Мне так много нужно ей сказать, что я даже не знаю, с чего начать. Мне ясно одно: нельзя начинать с причин, которые заставили меня замолчать. Да и Дейзи советовала мне попробовать что-нибудь забавное и легкое – что-нибудь такое, что способно вернуть Мэгги из тех мрачных глубин, в которые она неумолимо погружалась все глубже. «Поговорите с ней о чем-нибудь приятном», – говорила сестра. Проблема, однако, заключалась в том, что я никогда не умел, что называется, «трепать языком». Даже в молодости красноречие не было моей сильной стороной. «Сдержан, немногословен, замкнут» – так было написано в моей школьной характеристике, которую я отправил в университет вместе с заявлением о приеме. Моя мать всегда считала меня тихоней – так во всяком случае она описывала мой характер своим подругам, родственникам и даже разъездной мозольной операторше, которая являлась к нам со своим набором пемз и терок каждую четвертую субботу месяца. Да, подумалось мне, сейчас от меня примерно столько же пользы, сколько от зонтика во время урагана. Как я вообще смогу сделать то, что от меня требуется?

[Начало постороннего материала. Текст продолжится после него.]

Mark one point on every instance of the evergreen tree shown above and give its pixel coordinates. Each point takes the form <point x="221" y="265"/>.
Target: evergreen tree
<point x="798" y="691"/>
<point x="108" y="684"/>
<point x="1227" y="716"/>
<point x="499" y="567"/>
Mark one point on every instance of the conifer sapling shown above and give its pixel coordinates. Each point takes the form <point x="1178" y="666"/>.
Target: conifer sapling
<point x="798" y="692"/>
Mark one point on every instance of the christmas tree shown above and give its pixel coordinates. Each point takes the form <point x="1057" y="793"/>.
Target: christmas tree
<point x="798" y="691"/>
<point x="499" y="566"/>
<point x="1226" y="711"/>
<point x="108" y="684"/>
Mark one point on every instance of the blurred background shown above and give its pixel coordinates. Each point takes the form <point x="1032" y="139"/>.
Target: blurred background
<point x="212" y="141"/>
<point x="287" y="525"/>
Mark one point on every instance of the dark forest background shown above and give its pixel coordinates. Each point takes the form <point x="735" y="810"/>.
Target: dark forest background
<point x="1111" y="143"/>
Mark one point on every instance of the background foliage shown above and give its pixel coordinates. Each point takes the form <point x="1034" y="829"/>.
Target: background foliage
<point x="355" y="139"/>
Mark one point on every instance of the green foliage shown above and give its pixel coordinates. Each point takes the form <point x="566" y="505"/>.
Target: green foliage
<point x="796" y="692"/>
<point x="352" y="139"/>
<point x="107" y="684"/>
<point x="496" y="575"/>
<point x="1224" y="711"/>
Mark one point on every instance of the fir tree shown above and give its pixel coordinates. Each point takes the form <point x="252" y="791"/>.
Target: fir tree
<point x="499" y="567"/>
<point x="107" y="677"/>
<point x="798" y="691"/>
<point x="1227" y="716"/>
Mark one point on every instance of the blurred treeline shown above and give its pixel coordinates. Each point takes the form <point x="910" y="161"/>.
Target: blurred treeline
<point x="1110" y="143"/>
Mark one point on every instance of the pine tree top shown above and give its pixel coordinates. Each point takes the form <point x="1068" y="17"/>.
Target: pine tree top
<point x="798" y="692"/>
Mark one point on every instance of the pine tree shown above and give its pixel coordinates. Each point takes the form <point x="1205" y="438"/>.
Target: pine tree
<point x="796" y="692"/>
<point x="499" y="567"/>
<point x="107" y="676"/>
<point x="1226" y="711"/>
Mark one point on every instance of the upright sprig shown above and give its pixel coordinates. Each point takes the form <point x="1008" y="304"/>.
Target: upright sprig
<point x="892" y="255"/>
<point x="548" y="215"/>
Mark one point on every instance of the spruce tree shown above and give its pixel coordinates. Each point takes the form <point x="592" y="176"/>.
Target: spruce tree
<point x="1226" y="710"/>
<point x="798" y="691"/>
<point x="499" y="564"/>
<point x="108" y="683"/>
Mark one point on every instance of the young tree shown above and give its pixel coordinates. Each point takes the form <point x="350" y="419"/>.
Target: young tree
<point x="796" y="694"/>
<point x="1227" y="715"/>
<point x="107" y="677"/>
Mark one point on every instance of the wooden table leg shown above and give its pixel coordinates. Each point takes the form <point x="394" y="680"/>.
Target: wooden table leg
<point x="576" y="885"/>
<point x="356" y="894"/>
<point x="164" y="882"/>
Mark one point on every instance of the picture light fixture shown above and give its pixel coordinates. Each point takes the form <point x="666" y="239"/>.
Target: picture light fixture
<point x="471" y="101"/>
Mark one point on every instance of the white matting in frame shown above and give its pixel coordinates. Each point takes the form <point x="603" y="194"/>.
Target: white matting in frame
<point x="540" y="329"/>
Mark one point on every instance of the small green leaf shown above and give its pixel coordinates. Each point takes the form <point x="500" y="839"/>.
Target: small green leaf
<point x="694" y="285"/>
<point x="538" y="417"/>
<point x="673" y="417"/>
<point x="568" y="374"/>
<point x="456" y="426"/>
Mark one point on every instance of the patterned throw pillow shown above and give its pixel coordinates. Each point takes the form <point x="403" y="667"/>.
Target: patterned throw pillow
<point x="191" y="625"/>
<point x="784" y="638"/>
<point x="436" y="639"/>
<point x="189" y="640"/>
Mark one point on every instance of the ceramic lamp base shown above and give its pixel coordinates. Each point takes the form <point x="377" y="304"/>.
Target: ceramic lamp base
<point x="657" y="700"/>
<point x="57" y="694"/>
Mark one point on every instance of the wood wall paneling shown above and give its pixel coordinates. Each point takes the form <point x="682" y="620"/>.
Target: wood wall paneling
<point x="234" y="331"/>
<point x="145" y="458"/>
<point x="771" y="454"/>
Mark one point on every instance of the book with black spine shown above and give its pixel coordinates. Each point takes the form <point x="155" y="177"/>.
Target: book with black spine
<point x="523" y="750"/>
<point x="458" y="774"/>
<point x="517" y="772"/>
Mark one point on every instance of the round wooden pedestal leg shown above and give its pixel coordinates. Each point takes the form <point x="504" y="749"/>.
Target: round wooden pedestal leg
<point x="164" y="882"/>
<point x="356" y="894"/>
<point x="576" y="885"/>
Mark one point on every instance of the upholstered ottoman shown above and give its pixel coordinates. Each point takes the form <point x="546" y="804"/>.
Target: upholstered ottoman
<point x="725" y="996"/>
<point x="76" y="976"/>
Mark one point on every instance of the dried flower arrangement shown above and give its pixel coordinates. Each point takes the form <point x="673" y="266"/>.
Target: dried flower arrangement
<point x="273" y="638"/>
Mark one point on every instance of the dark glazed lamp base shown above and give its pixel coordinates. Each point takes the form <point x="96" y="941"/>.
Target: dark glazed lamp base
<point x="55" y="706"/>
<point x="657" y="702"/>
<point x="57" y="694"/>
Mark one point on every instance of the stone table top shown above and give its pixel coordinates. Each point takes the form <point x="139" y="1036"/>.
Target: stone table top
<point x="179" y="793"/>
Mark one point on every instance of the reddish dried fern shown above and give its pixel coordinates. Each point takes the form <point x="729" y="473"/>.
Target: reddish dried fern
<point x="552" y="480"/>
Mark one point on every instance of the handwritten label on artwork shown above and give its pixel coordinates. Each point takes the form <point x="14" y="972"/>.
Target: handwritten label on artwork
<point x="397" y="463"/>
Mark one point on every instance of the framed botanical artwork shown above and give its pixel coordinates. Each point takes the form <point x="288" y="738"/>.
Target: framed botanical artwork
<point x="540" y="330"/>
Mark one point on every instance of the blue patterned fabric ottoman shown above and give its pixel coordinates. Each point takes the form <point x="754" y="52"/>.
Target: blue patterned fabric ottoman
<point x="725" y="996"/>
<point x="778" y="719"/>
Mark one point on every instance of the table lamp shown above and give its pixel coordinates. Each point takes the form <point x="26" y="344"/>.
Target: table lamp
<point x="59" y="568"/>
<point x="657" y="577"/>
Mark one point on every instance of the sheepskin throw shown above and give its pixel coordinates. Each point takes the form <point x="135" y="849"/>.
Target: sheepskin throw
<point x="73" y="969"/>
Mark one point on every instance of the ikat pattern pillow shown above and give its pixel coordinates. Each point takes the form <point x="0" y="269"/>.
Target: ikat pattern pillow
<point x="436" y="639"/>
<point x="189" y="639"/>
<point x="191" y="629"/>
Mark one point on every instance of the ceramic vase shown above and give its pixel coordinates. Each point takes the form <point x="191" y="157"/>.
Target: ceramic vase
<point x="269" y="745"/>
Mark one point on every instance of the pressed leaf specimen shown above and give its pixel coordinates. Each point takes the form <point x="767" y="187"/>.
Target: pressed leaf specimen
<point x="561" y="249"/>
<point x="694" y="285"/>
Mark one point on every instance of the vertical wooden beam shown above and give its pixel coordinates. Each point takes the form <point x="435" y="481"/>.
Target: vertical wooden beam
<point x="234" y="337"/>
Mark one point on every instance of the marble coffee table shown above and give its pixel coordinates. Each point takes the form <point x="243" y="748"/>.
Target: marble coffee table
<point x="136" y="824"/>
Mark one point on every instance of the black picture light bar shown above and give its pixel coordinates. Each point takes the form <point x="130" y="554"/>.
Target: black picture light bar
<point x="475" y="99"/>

Выйдя на улицу, я сел в небольшой автобус, который останавливался почти у самых дверей больницы. Он перевозил не людей – страдания… Его пассажиры старались не смотреть друг на друга, не встречаться взглядами, потому что это могло стать последней каплей… или, лучше сказать, последней соломинкой, способной сломать спину и тем, кто страдает, и тем, кто вынужден наблюдать за всеми не слишком приятными и даже постыдными подробностями этих страданий. И как насчет тех, кто причинил своим близким эти страдания? Сомневаюсь, что в этом автобусе их – меня! – встретили бы с распростертыми объятиями, поэтому я занял место у окна, а на свободное сиденье рядом положил свою сумку.

На одном из светофоров я видел, как парочка, собиравшаяся переходить улицу, едва не пропустила зажегшегося зеленого человечка. Эти двое стояли, обняв друг друга за талию, и смотрели друг на друга так пристально, что вообще ничего не замечали. Позади них какая-то семья, состоявшая из родителей, двоих детей и игривого молодого лабрадора разгружала потрепанный «универсал». Несколько студентов ехали по дороге на велосипедах по трое в ряд, не обращая внимания на тащившийся за ними хвост сердито сигналящих автомобилей. Я смотрел на всех этих людей и думал о том, что еще никогда я не был так одинок. Быть может, брак – наш брак – с самого начала служил для нас с Мэгги средством справиться с одиночеством?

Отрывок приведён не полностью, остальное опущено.